Полчаса ожидания ей показались за вечность: сколько тревоги, сколько отчаяния пережила она за эти минуты! Ведь деда мог взять с собой для допроса Чаплинский, потом, конечно, пришлет сюда слуг, и найдут ее... Да, найдут, потому что без лодки нельзя переправиться на ту сторону озера, нельзя вырваться из этой тюрьмы, а здесь спрятаться от катов можно лишь на дне, под сетью болотных растений... И у нее созрело теперь бесповоротное решение: если дед не придет, броситься вон с той скалы прямо в пучину... Но вот послышался тихий плеск весла, и в серебристом тумане показался легкий силуэт челнока. Один ли в нем человек или несколько? Оксана выскочила из тростника и взбежала на выдающийся выступ скалы. Нет, нет! В светлой мгле вырезывается все яснее на лодке одинокая и сгорбленная фигура с седой бородой.

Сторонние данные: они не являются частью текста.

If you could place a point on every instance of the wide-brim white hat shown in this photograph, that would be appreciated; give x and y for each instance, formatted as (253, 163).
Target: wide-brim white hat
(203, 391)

— Дид, дид! — вскрикнула восторженно Оксана, словно освобожденная от смертного приговора, и опрометью бросилась к причалу. — Диду, голубчику! — взмолилась она, когда тот, упершись о камень веслом, начал выталкивать на берег лодку, — Перевезите меня на ту сторону... Нельзя и минуточки ждать... сейчас явится погоня, и я пропала!

— Да кто ты? Кто ты? — зашамкал дед, приставив ладонь к глазам и всматриваясь испуганно в молодого хлопчика. — Хлопец! Откуда мог взяться у меня хлопец? На птице прилетел, что ли? Вот так напасть!.. Да... не мара ли, прости господи? Свят! Свят!!

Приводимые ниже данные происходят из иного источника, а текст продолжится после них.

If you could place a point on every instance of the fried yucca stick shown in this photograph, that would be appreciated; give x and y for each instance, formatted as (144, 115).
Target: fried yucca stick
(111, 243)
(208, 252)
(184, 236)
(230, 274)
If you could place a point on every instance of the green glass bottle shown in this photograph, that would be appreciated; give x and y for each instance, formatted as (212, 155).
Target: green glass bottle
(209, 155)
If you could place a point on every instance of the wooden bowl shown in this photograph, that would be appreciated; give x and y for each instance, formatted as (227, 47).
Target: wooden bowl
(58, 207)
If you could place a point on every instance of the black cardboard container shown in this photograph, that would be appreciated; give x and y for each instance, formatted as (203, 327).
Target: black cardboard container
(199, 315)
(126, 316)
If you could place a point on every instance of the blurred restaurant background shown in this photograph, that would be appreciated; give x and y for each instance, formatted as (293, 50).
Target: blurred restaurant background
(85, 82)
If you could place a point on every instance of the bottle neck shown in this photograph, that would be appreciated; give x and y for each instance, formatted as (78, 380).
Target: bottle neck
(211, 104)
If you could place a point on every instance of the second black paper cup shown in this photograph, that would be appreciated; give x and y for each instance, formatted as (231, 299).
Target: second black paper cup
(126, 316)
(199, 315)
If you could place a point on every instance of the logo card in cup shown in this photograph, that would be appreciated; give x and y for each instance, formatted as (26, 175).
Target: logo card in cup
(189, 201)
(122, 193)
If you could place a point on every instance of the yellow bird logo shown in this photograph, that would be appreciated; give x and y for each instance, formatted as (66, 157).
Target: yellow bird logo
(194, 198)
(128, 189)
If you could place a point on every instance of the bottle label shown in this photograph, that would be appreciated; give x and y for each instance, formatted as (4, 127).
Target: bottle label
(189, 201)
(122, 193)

— Не крестите меня, диду, я не мара... я Оксана; моя пани, вот что была здесь, пани Чаплинская, меня посылает по важному поручению... так велела переодеться, чтоб не схватили...

— А! Вот что! — обрадовался и приободрился дед. — Оксана, новая невольница... А я... было... старый... хе-хе! — засмеялся он добродушно. — Куды метнул! Так, так... пани и мне приказала... Верно! Да не то что перевезти приказала, а и провести на добрую дорогу, чтобы пробилась на Украйну к славному гетману.

— Да, да, диду... к гетману мне нужно... перевезите, ради Христа! — бросилась было Оксана целовать у старика руки, но взволнованный дед остановил ее и, привлекши к себе, отечески обнял.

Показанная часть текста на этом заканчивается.